A comprehensive analysis of UPS's balance sheet positions, showing adequacy in managing liabilities with assets. Debt ratios indicate leveraged positions demanding scrutiny over solvency.
| Year | 2023 | 2024 | 2025 |
|---|---|---|---|
| Debt-to-Equity | 1.54 | 1.53 | 1.99 |
| Debt-to-Assets | 37.72% | 36.61% | 44.18% |
| Debt-to-Capital | 60.70% | 60.54% | 66.55% |
| Net Debt to EBITDA | 1.85 | 1.64 | 2.21 |
| Current Ratio | 1.10 | 1.17 | 1.22 |
| Quick Ratio | 1.05 | 1.12 | 1.22 |
| Financial Leverage | 4.10 | 4.19 | 4.50 |
While the company maintains favorable liquidity ratios, significant leverage could pose risks under adverse economic conditions.

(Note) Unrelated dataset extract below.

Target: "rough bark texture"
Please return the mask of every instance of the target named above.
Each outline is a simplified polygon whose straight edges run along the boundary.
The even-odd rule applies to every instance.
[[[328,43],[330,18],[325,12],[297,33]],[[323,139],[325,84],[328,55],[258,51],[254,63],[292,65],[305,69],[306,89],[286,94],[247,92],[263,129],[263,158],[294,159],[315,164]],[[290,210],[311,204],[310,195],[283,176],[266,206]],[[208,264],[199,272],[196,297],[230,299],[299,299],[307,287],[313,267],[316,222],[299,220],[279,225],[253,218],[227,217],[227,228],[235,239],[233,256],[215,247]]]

Assessing UPS's profitability metrics, solid equity and asset returns reflect operational efficiency. The company’s margins indicate sustainable profitability along with healthy returns to compliment firm value creation.
| Year | 2023 | 2024 | 2025 |
|---|---|---|---|
| Return on Equity | 38.76% | 34.59% | 34.34% |
| Return on Assets | 9.47% | 8.25% | 7.62% |
| Net Margin | 7.39% | 6.36% | 6.28% |
| EBIT Margin | 10.30% | 9.13% | 9.23% |
| EBITDA Margin | 14.01% | 13.11% | 13.45% |
| Gross Margin | 19.51% | 18.77% | 18.08% |
| Research & Development to Revenue | 0% | 0% | 0% |
UPS exhibits strong profit generation, supported by superior return metrics and stable margin performance, confirming its market competitiveness.
| Category | Score | |
|---|---|---|
| Dividend Yield | 5 | |
| Dividend Stability | 5 | |
| Dividend Growth | 3 | |
| Payout Ratio | 2 | |
| Financial Stability | 3 | |
| Dividend Continuity | 5 | |
| Cashflow Coverage | 3 | |
| Balance Sheet Quality | 3 |
United Parcel Service, Inc. maintains an attractive dividend profile with a commendable history of payments and strong market position. The stock exhibits solid profitability metrics, though high payout ratios and leverage warrant cautious optimism. With continued strong market execution, UPS presents a compelling investment opportunity for those seeking dividend yield in the industrial sector. However, potential fluctuations in earnings and cash flows should be considered when evaluating long-term holding prospects.